Devaraj Das added a comment - 31/Jul/07 12:28 PM
Could you please apply the patch for HADOOP-1651 and see if it helps in the 'long tail' problem.

Raghu Angadi added a comment - 31/Jul/07 11:00 PM

TestDFSIO is a simpler test. After analyzing files written during DFSIO-write test, it looks like just handful of slow nodes (disk or network) slowdown the over all job. From namenode logs, time take to write a 320 MB file on 500 nodes varies from 26 sec to 380 sec (on one of the runs with avg of 75 sec). I will look at time taken to write these files during sort.

For writes, Hadoop can work around slow nodes problem by avoiding nodes that have many pending writes inside chooseTarget. Since we don't keep track of reads, adaptively avoiding slow nodes is harder. But this problem is more severe for writes. Also once we write less to a node, we will end up reading less as well.


Raghu Angadi added a comment - 31/Jul/07 11:31 PM

Digressing from this jira little bit.. Namenode does not need to track this information. Datanode can report 'active write/reads' in its heartbeat and namenode can give preference to the datanodes that have less active transactions in chooseTarget().


Raghu Angadi added a comment - 01/Aug/07 10:08 PM

Digressing from this jira little bit.. Namenode does not need to track this information. Datanode can report 'active write/reads' in its heartbeat and namenode can give preference to the datanodes that have less active transactions in chooseTarget().

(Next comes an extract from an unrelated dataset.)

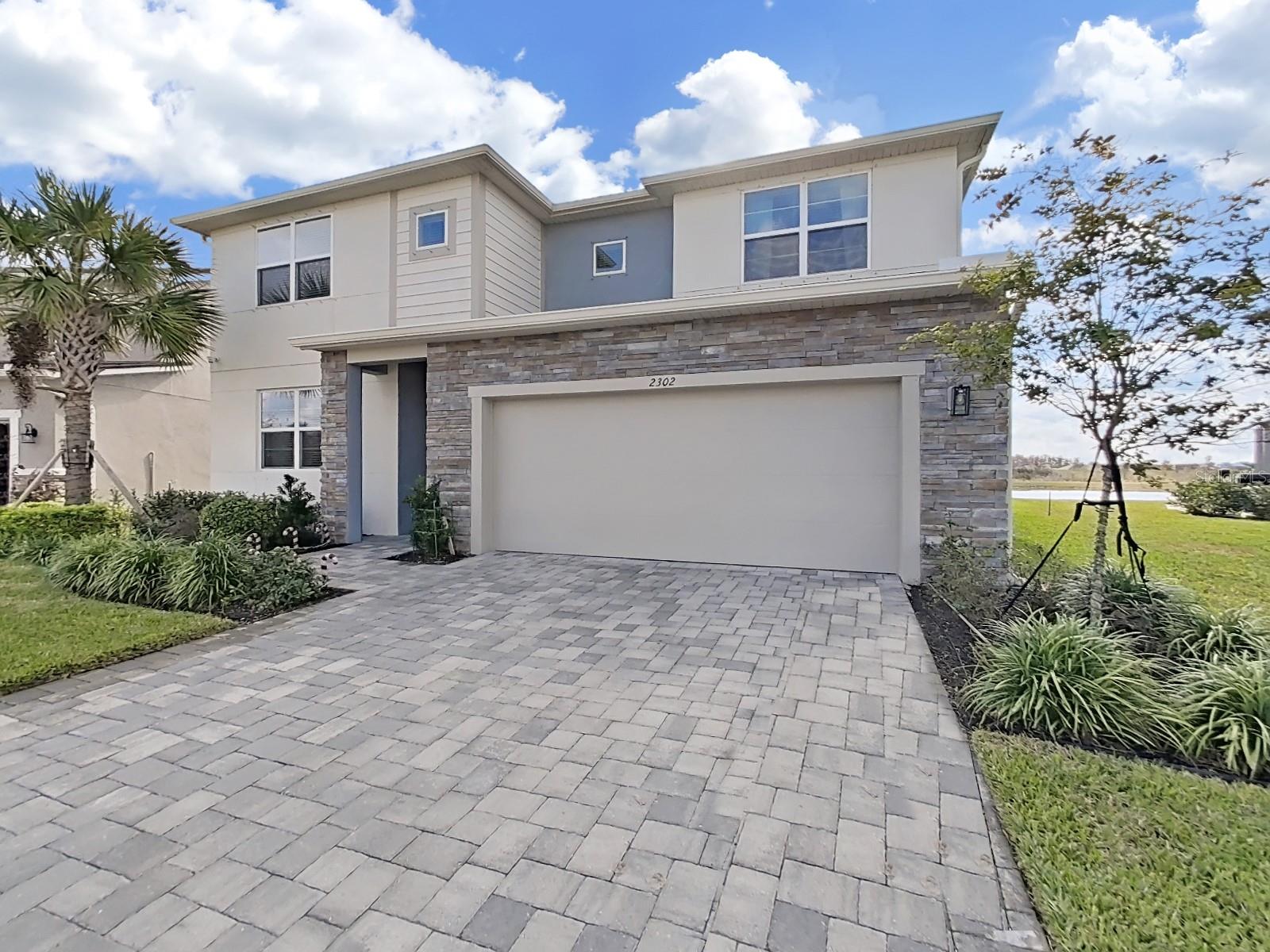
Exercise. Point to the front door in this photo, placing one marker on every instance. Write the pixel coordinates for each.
(6, 463)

The load is already considered in DFS.


Raghu Angadi added a comment - 07/Aug/07 04:32 PM
Latest patch that adds buffering to various consumers and producers of block data. With this patch most of of the performance gap in benchmarks is closed. With TestDFSIO we are still seeing 3-5% difference on average. Each time this difference can be traced to nodes with slow disks. Whether block crcs makes bad nodes worse is not clear.

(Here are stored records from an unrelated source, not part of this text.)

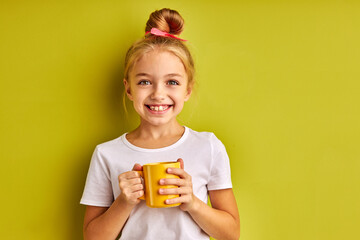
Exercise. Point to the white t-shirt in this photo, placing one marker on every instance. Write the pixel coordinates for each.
(205, 159)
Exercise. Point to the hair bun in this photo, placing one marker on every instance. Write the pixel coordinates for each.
(166, 20)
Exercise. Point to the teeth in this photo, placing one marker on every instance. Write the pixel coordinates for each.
(159, 108)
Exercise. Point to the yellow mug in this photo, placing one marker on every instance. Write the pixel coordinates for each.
(152, 173)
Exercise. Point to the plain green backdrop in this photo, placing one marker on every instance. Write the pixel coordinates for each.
(277, 82)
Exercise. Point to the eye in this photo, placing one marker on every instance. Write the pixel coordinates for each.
(144, 82)
(173, 82)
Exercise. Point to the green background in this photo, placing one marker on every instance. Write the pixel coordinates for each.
(278, 83)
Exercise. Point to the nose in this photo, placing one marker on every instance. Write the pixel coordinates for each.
(158, 92)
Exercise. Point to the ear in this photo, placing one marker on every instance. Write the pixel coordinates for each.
(188, 93)
(127, 89)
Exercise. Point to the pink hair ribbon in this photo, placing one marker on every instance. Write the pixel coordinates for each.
(157, 32)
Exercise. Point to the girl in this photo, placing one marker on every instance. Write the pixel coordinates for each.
(158, 79)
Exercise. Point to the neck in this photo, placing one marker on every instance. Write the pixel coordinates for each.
(157, 132)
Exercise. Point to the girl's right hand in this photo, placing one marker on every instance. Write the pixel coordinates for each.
(131, 186)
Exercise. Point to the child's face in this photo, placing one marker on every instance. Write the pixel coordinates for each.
(158, 87)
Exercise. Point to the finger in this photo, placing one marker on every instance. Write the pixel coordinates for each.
(173, 181)
(128, 175)
(181, 199)
(179, 172)
(181, 163)
(137, 167)
(175, 191)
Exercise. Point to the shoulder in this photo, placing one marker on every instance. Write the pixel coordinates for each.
(205, 137)
(111, 144)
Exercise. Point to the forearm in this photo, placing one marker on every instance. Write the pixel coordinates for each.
(216, 223)
(110, 223)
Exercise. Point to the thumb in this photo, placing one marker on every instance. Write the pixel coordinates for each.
(137, 167)
(181, 163)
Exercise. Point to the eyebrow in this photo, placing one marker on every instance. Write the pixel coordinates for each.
(167, 75)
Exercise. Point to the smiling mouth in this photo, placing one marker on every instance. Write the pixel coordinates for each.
(158, 108)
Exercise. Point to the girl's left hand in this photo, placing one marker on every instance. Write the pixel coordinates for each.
(185, 190)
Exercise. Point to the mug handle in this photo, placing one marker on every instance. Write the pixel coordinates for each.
(141, 175)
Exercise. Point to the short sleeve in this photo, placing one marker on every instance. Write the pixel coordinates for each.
(98, 188)
(220, 174)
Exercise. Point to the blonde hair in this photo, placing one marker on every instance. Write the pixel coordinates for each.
(169, 21)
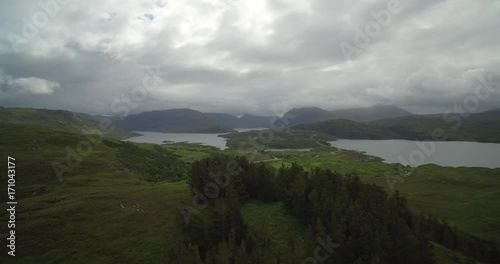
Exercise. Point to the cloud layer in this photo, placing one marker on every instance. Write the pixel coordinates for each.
(247, 56)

This patch adds buffer while writing data to disk as well as while reading from disk. From the tests, buffer while writing is more important. I guess OS read-ahead while reading the data makes buffer for reading.

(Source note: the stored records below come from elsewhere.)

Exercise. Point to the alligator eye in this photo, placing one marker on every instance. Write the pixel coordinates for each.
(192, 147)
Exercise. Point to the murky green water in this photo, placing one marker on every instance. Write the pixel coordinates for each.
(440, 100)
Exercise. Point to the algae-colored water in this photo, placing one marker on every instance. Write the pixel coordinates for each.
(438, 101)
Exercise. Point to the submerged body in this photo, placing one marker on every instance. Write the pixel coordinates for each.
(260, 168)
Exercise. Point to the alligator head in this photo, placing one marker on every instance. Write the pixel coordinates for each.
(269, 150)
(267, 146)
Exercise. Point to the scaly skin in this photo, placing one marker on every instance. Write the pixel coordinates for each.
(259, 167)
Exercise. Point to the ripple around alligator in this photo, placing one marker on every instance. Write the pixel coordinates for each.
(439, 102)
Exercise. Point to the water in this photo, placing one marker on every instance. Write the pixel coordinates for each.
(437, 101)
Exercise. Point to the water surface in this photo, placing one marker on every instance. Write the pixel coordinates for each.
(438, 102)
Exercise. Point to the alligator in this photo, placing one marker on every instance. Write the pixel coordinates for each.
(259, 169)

Of course, extra buffering add extra data copies. I will file another jira to remove majority of these copies without changing buffering.

Another change is that DataNode opens block file with RandomAccessFile() and seeks to first read position. It used to skip() to the position.


Konstantin Shvachko added a comment - 08/Aug/07 01:41 AM - edited
  1. SMALL_HDR_BUFFER_SIZE not used any more
  2. "randomAccessFile" and "in" variables in DFSClient.sendBlcok() are related that is point to the same file.
    It would be good if they had something similar in their names like blockFile and blockFileIn, etc.
  3. Does not look like we gain a lot with buffering, so lets make sure memory costs are minimized.
  4. FileUtil.checkDest() can also be removed, as it is private and never used locally.

Raghu Angadi added a comment - 08/Aug/07 04:10 AM
Thanks for the feedback, Konstantin.

(1) - done
(2) - done : renamed them. randomAccessFile becomes blockInFIle and in becomes blockIn.
(4) - done (not really related to this Jira)

(3) : Could you elaborate? This Jira is about improved performance with buffering. Buffer for reading the file is less important than buffer for writing the file (on machines tested). But it still helps.


Konstantin Shvachko added a comment - 08/Aug/07 11:53 PM
+1
On 3: I mean that the performance gains are in single digits percentage-wise, so it is important to minimize memory costs,
that is I am agreeing you should file a new issue to deal with redundant data.


dhruba borthakur added a comment - 10/Aug/07 06:20 PM
I just committed this. Thanks Raghu!